An older version of the lease, one that has been varied or had clauses deleted, or one that has been uniquely drafted may not contain this sort of clause.  It is imperative that you talk with your legal advisor to see if your lease includes a “no access” provision, and to discuss how this might be relevant to your particular circumstances.

Landlord can cancel the lease

Paying rent is an essential term of a lease, so failure to pay it is a breach of the tenant’s obligations under the lease. 

If rent has been in arrears for 10 working days or more, the landlord can issue a notice of their intention to cancel the lease.  The Property Law Act sets out strict requirements for what that notice must contain, including allowing a reasonable amount of time (at least 10 working days) to pay the rent.  If the tenant does not pay the rent within that specified period of time, the landlord may then cancel the lease.  The Act allows for the notice period to run concurrently with the period in which the rent must be in arrears before the landlord exercises their right to cancel; in other words the landlord can serve notice as soon as the rent is one day in arrears if they wish. 

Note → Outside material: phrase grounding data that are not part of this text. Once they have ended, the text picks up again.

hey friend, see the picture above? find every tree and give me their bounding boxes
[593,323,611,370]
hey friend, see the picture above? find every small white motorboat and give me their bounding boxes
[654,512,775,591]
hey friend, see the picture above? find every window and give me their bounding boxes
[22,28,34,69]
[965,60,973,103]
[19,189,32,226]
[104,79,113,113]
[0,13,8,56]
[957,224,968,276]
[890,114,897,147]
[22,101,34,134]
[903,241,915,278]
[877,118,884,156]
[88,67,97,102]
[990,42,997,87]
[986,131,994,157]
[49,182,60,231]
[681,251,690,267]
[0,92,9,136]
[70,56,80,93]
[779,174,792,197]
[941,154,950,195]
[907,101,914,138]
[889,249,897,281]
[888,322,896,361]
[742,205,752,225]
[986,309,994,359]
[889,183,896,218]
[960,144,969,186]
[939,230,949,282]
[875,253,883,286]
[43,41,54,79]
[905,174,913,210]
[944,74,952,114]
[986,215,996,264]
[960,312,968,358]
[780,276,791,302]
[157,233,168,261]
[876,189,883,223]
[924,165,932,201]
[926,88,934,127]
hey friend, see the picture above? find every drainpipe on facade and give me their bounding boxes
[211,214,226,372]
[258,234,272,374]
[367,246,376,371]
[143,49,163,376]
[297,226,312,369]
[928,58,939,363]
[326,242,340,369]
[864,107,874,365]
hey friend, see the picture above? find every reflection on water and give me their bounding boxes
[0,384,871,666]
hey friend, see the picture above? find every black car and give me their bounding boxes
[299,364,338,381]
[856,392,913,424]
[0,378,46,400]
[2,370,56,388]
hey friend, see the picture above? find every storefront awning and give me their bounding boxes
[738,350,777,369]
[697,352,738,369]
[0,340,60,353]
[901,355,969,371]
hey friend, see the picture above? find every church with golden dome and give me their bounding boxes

The landlord’s notice should also advise the tenant of their right to apply to the court for relief against cancellation of the lease.  In general a court will prevent the cancellation of the lease if the tenant can pay the rent and any other associated costs, but if they cannot then the cancellation will likely go ahead.  Once the lease is cancelled, the landlord can re-enter the premises and change the locks.  In practical terms, it may not be possible for a tenant to take the matter to court during the shutdown. 

What about the rent arrears?

Even if a lease is cancelled, the tenant is liable for any money owing it (rent arrears and anything else they have agreed to pay for). 

Many commercial leases have a guarantor who has signed along with the tenant and landlord.  The guarantor is a person who agrees to be personally liable for the tenant’s obligations under the lease in the event that the tenant cannot meet them.  This includes liability for rent arrears. If a tenant cannot pay their rent the landlord is entitled to call upon the guarantor, and can do so before issuing a notice of intention to cancel as referred to above.  The guarantor is legally obliged to personally pay whatever is owing.

In an extreme situation neither the tenant nor the guarantor may be able to pay the arrears, which could lead to either or both parties having to declare bankruptcy or insolvency (depending on if they are individuals or corporate entities).  This could mean that the rent cannot be paid if there is simply no money available to do so.  Such an outcome is unfortunately possible given the likely impact of COVID-19. 

So what should a landlord do?

If your tenant is in the position of being unable to pay their rent because of COVID-19, discuss this with them openly. 

If you do agree to any form of rent reduction, or any other variation to the terms of the lease, you must record this in writing.  If possible, you and your tenant should each sign a copy of the written agreement, which can be done in counterparts and scanned to each other.  If that is not practical (for example because you cannot print or scan) then you can set out the agreement by email to each other.  The most important thing is that you keep a documentation trail which can be referred to later. 

You should also seek legal advice as soon as possible.  Your legal advisor will be able to help you work out your rights and obligations under your own lease including if a “no access” clause applies, negotiate some form of payment plan or reduced rent period, and/or assist with a notice of cancellation of the lease if necessary.